Asian J Neurosurg. 2019 Jul-Sep;14(3):992-995. doi: 10.4103/ajns.AJNS_295_18.
Massive pontine hemorrhage with comatose condition has a poor prognosis and bad outcome despite adequate surgical treatment. However, this case report gives a different result. Providing adequate prophylactic treatment to prevent secondary brain injury resulted in a very good recovery at the 6-month follow-up. A 42-year-old man with a history of heavy smoking and poorly controlled blood pressure (BP) developed acute loss of consciousness. He was then brought to the emergency room (ER) in 30 min. At the ER, his Glasgow coma scale score was E1M2V1 and the BP was high. An emergency computed tomography (CT) scan of the brain showed massive hematoma in the pons with intraventricular extension. He was admitted to the intensive care unit with close monitoring of both vital signs and neurosigns. External ventricular drainage was inserted to control intracranial pressure and then removed in only 5 days after adequate control. The patient returned to a good recovery status in 6 months with a modified Rankin scale score of 2 and the CT brain scan showed a small cavity-like lesion at the hemorrhage area. Massive hemorrhage and low consciousness may not truly indicate a poor prognosis in patients with pontine hematoma. Medical and surgical treatments are still needed to control intracranial pressure for prophylaxis of secondary brain injury. Restoration of neuronal functions was achieved after resolution of the hematoma.

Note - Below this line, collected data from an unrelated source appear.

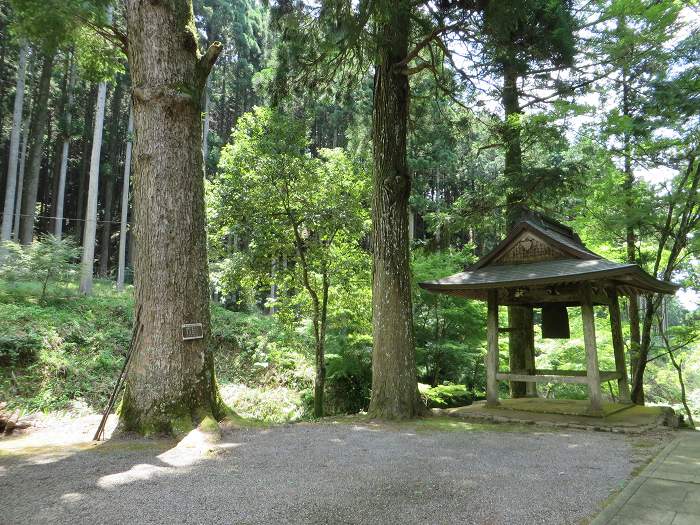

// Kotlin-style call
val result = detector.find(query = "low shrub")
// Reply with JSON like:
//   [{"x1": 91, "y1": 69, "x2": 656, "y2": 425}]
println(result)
[{"x1": 420, "y1": 383, "x2": 474, "y2": 408}]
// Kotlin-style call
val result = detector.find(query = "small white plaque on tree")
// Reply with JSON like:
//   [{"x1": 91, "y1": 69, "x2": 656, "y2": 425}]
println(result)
[{"x1": 182, "y1": 323, "x2": 204, "y2": 341}]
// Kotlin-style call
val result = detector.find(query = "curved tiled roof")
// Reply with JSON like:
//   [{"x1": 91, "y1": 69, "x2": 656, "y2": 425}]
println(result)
[{"x1": 419, "y1": 211, "x2": 678, "y2": 302}]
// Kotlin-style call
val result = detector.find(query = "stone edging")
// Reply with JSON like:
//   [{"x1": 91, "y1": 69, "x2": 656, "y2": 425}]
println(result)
[
  {"x1": 589, "y1": 436, "x2": 683, "y2": 524},
  {"x1": 441, "y1": 408, "x2": 673, "y2": 435}
]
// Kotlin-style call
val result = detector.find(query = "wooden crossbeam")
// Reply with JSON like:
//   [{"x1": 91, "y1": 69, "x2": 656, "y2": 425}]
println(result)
[{"x1": 496, "y1": 370, "x2": 621, "y2": 385}]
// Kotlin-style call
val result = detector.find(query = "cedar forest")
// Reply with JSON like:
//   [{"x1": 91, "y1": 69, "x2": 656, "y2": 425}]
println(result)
[{"x1": 0, "y1": 0, "x2": 699, "y2": 432}]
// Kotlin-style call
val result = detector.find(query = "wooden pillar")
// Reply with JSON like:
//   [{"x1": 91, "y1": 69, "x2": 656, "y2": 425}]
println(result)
[
  {"x1": 581, "y1": 282, "x2": 603, "y2": 415},
  {"x1": 607, "y1": 286, "x2": 632, "y2": 404},
  {"x1": 523, "y1": 307, "x2": 537, "y2": 397},
  {"x1": 486, "y1": 290, "x2": 500, "y2": 407}
]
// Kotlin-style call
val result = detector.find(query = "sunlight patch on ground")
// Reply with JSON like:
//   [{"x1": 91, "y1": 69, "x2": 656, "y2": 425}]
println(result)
[{"x1": 98, "y1": 463, "x2": 175, "y2": 489}]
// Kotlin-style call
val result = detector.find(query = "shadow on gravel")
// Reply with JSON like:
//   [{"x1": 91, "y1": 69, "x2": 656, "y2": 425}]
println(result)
[{"x1": 0, "y1": 419, "x2": 666, "y2": 525}]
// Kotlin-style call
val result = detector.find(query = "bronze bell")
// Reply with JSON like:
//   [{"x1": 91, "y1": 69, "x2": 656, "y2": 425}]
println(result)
[{"x1": 542, "y1": 304, "x2": 570, "y2": 339}]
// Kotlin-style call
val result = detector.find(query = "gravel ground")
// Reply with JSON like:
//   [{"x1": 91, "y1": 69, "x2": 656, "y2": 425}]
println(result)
[{"x1": 0, "y1": 420, "x2": 658, "y2": 524}]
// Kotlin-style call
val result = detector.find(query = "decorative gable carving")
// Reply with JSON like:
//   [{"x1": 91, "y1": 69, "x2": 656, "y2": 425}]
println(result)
[{"x1": 492, "y1": 232, "x2": 566, "y2": 266}]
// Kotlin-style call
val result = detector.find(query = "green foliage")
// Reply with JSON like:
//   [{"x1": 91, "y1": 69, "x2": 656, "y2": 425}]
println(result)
[
  {"x1": 0, "y1": 279, "x2": 132, "y2": 413},
  {"x1": 479, "y1": 0, "x2": 576, "y2": 72},
  {"x1": 8, "y1": 0, "x2": 111, "y2": 52},
  {"x1": 413, "y1": 249, "x2": 487, "y2": 392},
  {"x1": 1, "y1": 236, "x2": 80, "y2": 301},
  {"x1": 419, "y1": 383, "x2": 474, "y2": 409},
  {"x1": 212, "y1": 306, "x2": 313, "y2": 390},
  {"x1": 74, "y1": 26, "x2": 126, "y2": 83}
]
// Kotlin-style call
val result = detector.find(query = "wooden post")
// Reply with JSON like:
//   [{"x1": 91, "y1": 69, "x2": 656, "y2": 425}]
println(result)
[
  {"x1": 523, "y1": 306, "x2": 538, "y2": 397},
  {"x1": 607, "y1": 287, "x2": 632, "y2": 404},
  {"x1": 486, "y1": 290, "x2": 500, "y2": 407},
  {"x1": 581, "y1": 283, "x2": 603, "y2": 415}
]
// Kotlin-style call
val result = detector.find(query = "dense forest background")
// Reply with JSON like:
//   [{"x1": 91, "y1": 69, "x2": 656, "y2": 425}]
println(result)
[{"x1": 0, "y1": 0, "x2": 699, "y2": 423}]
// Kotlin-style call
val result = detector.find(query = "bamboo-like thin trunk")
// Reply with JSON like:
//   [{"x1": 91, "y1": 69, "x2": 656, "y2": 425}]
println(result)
[
  {"x1": 117, "y1": 107, "x2": 133, "y2": 292},
  {"x1": 79, "y1": 43, "x2": 110, "y2": 294},
  {"x1": 13, "y1": 113, "x2": 30, "y2": 240},
  {"x1": 202, "y1": 76, "x2": 210, "y2": 170},
  {"x1": 1, "y1": 40, "x2": 28, "y2": 241},
  {"x1": 99, "y1": 76, "x2": 125, "y2": 276},
  {"x1": 19, "y1": 51, "x2": 54, "y2": 245},
  {"x1": 54, "y1": 54, "x2": 76, "y2": 239}
]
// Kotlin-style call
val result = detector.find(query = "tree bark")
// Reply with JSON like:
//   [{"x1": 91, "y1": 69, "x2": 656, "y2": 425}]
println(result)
[
  {"x1": 117, "y1": 107, "x2": 133, "y2": 292},
  {"x1": 1, "y1": 40, "x2": 28, "y2": 242},
  {"x1": 631, "y1": 295, "x2": 657, "y2": 404},
  {"x1": 617, "y1": 17, "x2": 642, "y2": 391},
  {"x1": 99, "y1": 77, "x2": 125, "y2": 276},
  {"x1": 54, "y1": 53, "x2": 76, "y2": 239},
  {"x1": 13, "y1": 112, "x2": 31, "y2": 240},
  {"x1": 79, "y1": 65, "x2": 109, "y2": 294},
  {"x1": 75, "y1": 84, "x2": 97, "y2": 238},
  {"x1": 367, "y1": 0, "x2": 423, "y2": 419},
  {"x1": 120, "y1": 0, "x2": 224, "y2": 434},
  {"x1": 202, "y1": 76, "x2": 210, "y2": 172},
  {"x1": 501, "y1": 60, "x2": 530, "y2": 398},
  {"x1": 19, "y1": 51, "x2": 54, "y2": 245}
]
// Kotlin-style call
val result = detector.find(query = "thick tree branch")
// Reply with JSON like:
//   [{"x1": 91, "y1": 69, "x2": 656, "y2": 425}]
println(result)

尽管进行了充分的手术治疗,但桥脑大量出血伴昏迷状态的预后仍较差且结局不佳。然而,本病例报告给出了不同的结果。通过提供充分的预防性治疗以防止继发性脑损伤,患者在6个月的随访中恢复得非常好。一名有重度吸烟史且血压控制不佳的42岁男性出现急性意识丧失。30分钟后他被送往急诊室(ER)。在急诊室,他的格拉斯哥昏迷量表评分为E1M2V1,血压很高。脑部急诊计算机断层扫描(CT)显示脑桥有大量血肿并延伸至脑室内。他被收入重症监护病房,密切监测生命体征和神经体征。插入了外部脑室引流以控制颅内压,在充分控制后仅5天就拔除了引流管。患者在6个月时恢复良好,改良Rankin量表评分为2分,脑部CT扫描显示出血区域有一个小的腔隙样病变。桥脑出血量大且意识水平低在患者中可能并不真正意味着预后不良。仍需要药物和手术治疗来控制颅内压,以预防继发性脑损伤。血肿消退后实现了神经功能的恢复。